The formation of free radicals by cardiac myocytes under oxidative stress and the effects of electron-donating drugs.

Abstract

The interaction of myoglobin with H2O2 leads via a two-electron oxidation process to the formation of ferryl myoglobin. Metmyoglobin is more readily activated than oxymyoglobin to the ferryl states, which are capable of inducing peroxidative damage to membranes. E.p.r. and optical spectroscopic studies show that the thiol-containing compounds N-(2-mercaptopropionyl) glycine and N-acetylcysteine and the trihydroxamate desferrioxamine attenuate these processes by reducing the ferryl myoglobin species to metmyoglobin, with the formation of thiyl radicals and the desferrioxamine nitroxide radical respectively.
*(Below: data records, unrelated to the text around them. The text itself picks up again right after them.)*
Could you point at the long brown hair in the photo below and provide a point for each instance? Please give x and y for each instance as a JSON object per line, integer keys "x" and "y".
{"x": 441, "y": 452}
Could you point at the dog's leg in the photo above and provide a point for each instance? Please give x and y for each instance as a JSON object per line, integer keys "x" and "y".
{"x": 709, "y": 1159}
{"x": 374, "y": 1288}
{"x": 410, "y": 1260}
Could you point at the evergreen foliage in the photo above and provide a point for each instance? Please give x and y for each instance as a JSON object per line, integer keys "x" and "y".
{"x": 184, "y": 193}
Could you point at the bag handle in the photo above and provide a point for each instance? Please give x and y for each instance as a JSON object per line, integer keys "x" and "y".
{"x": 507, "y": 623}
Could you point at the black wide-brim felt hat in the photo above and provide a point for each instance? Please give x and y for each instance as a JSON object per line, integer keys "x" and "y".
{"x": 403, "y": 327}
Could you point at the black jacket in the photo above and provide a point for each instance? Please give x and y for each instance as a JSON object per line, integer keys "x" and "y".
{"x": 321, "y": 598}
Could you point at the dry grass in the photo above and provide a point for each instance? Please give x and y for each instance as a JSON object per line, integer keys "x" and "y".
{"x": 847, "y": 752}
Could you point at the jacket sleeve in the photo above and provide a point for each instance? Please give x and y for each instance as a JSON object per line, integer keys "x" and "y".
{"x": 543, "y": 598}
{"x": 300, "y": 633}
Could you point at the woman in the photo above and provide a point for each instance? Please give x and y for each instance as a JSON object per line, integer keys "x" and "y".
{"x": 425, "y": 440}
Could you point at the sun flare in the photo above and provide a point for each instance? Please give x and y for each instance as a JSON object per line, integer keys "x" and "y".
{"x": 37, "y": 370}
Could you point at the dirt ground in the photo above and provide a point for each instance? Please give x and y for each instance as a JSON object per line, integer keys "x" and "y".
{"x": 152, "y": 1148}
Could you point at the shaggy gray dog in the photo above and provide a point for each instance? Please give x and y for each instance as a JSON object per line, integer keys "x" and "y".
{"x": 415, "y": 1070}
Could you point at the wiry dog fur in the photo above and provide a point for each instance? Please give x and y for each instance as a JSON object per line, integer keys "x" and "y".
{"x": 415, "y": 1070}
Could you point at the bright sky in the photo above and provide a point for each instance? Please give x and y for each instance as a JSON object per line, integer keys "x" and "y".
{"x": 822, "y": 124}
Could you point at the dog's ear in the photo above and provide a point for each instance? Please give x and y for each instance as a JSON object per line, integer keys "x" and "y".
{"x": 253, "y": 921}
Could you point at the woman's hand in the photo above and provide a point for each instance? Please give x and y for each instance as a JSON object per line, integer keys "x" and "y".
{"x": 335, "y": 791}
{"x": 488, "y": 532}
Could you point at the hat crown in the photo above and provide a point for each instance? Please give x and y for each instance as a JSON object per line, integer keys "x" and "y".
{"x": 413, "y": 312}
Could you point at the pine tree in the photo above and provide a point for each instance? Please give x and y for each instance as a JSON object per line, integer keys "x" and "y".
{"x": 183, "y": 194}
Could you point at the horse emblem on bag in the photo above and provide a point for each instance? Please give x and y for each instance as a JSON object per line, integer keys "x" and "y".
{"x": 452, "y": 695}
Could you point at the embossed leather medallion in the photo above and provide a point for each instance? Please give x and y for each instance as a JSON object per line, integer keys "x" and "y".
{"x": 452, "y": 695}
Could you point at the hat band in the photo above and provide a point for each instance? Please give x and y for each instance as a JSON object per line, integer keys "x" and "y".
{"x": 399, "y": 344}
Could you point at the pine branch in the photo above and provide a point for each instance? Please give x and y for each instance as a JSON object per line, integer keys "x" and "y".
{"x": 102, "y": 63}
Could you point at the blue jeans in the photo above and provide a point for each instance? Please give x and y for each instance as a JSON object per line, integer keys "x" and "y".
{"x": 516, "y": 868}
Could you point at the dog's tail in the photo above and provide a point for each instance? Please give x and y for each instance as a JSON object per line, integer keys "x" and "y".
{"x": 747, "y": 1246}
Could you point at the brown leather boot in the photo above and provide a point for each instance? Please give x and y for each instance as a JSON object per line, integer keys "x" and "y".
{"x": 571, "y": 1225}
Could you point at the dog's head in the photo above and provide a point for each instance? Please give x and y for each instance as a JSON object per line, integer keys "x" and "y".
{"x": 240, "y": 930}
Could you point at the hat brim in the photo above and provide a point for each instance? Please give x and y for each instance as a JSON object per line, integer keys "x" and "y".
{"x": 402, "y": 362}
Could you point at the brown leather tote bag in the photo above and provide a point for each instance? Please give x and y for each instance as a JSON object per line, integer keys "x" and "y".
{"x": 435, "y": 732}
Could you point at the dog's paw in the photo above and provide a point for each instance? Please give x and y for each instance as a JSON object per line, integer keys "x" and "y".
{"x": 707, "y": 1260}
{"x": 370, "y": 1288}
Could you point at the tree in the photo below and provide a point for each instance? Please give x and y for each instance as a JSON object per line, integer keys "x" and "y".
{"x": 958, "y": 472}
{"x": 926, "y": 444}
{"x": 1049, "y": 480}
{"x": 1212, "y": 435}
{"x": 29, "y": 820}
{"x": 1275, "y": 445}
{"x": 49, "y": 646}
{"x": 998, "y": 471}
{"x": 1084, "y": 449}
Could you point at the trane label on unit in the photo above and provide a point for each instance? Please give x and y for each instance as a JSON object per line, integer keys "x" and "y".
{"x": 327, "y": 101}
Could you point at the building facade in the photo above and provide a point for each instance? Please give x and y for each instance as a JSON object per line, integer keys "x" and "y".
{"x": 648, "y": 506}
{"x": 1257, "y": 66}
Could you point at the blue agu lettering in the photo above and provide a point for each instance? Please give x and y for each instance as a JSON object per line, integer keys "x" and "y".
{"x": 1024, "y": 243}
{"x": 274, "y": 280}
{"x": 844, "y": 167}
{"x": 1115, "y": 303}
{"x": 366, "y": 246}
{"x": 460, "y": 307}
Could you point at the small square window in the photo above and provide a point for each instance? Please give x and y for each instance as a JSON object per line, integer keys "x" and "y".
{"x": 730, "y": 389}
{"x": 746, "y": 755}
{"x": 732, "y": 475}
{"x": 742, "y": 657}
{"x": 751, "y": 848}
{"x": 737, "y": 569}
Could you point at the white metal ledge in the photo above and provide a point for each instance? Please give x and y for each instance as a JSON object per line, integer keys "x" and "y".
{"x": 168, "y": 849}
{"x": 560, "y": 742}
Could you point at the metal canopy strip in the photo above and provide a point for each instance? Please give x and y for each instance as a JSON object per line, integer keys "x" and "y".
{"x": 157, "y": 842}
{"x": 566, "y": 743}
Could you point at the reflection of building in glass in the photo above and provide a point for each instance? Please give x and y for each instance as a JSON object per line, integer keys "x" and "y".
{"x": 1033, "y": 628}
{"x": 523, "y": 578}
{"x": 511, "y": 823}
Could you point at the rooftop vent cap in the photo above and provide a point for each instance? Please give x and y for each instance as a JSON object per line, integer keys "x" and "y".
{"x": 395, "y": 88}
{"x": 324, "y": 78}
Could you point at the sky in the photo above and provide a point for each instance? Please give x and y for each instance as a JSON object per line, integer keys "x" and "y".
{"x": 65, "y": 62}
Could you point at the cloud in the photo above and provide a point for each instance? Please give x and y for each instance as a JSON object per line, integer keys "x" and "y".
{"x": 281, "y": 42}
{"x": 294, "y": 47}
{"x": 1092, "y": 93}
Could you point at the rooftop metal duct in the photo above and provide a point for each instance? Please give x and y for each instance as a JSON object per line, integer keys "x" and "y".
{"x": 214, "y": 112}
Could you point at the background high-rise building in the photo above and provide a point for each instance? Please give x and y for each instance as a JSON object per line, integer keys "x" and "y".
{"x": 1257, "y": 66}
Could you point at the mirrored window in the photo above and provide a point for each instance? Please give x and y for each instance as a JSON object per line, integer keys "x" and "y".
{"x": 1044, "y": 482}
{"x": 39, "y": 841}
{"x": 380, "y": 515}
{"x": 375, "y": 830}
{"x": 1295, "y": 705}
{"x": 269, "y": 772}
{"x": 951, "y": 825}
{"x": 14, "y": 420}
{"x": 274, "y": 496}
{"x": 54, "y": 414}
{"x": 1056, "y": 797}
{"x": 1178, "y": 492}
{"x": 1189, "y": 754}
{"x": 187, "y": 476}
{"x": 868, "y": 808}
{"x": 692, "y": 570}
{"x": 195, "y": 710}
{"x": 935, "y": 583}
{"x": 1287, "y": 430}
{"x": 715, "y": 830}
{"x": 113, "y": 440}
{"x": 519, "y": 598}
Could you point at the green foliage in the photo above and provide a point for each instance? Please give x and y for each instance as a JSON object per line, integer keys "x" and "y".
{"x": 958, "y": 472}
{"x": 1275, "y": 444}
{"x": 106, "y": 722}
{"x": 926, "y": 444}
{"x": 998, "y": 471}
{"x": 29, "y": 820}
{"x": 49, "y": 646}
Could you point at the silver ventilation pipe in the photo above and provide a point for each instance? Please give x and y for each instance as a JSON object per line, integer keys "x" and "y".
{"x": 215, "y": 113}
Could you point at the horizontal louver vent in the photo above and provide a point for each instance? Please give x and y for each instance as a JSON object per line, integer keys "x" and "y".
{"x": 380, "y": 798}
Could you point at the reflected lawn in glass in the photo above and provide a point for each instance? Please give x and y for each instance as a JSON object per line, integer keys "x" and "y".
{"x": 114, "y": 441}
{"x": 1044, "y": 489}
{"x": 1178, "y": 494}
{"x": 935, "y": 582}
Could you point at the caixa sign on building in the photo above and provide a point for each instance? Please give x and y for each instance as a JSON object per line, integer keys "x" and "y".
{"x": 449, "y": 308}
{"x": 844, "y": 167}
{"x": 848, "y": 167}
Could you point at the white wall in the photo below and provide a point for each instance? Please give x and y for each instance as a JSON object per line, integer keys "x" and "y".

Biochemical investigations of the potential for myoglobin in ruptured myocytes to be involved in radical generation, when under oxidative stress, and of the nature of the resulting species, were also undertaken. E.p.r. spectroscopic studies revealed the formation of a radical species which is capable of inducing membrane lipid peroxidation. The interaction of the thiol compounds and desferrioxamine with components of myocardial tissue under these conditions results in the generation of thiol-derived radical species and the desferrioxamine nitroxide radical respectively. These data, along with those obtained using optical spectrocopy, support the assignment of the identity of the radical species generated from the myocytes as the ferryl myoglobin radical.